Das Kollektiv forderte jedoch weiterhin eine Stellungnahme zu den Forderungen und setzte dem Rektorat eine Frist bis Freitag. Zeitgleich wurde zu einer Kundgebung vor dem Hauptgebäude am selben Freitag aufgerufen. Da die Frist verstrich, ohne dass das Rektorat sich äusserte, versammelte sich das Kollektiv für die Kundgebung: «Wir hatten vor, uns vor dem Hauptgebäude zu besammeln und friedlich unsere Meinung kundzutun. Wir hatten nicht erwartet, so viel Polizei anzutreffen», erzählt eine Studentin, die eine Rede vorbereitet hatte. Ihr sei es wichtig, auf die Menschenrechtsverletzungen in Gaza aufmerksam zu machen.
An jenem Freitagmorgen standen rund ein Dutzend Polizeiwagen, verteilt um das Hauptgebäude, bereit.

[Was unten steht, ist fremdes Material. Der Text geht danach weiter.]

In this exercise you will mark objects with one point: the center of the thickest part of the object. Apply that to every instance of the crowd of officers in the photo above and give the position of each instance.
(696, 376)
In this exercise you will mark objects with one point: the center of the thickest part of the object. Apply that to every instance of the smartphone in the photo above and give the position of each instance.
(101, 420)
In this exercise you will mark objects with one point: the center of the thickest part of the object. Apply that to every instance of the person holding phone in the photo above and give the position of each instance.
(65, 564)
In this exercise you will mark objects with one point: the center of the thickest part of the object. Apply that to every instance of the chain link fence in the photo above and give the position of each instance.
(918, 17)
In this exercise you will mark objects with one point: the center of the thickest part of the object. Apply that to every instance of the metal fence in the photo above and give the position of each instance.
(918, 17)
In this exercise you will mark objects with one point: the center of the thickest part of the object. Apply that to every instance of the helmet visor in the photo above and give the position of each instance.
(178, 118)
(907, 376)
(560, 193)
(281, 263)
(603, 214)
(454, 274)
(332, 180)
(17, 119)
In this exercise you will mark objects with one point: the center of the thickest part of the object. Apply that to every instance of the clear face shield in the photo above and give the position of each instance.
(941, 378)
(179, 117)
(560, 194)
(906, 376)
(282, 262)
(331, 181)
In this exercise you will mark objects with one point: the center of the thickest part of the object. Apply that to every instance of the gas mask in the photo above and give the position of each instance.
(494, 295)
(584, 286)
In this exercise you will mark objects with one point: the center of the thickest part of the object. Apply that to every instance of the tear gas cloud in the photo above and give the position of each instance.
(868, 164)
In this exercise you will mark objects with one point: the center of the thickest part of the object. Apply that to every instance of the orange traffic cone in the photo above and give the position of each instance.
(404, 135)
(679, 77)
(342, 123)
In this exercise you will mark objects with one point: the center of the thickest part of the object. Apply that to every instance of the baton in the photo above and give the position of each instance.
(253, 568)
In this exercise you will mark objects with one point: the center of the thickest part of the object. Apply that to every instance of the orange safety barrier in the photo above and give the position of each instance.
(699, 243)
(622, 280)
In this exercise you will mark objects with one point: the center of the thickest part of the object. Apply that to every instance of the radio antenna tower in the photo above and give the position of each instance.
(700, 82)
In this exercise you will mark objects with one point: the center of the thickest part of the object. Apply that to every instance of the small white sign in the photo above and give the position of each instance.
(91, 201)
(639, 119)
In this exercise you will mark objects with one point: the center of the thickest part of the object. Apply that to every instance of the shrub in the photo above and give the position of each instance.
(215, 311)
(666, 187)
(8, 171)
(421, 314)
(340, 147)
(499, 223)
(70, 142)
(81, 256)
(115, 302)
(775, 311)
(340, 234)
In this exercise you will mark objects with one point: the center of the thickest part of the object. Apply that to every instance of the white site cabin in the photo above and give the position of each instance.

Polizist*innen kontrollierten jegliche Eingänge und bestimmten, wer hinein durfte. Dabei wurden bei allen die Legis kontrolliert, Taschen durchsucht und Namen aufgeschrieben. Fragen beantworteten sie meist nicht. Mehrere Studierende der Uni Zürich wurden gar nicht reingelassen. Einer Studentin wurde erklärt, mit dem Tragen einer Kufiya mache sie sich tatverdächtig und dürfe das Gebäude nicht betreten. «Ich hätte ihnen meine Kufiya geben müssen, um ins Gebäude zu kommen. Ich hätte sie erst später bei der Polizeiwache holen können», erzählte sie.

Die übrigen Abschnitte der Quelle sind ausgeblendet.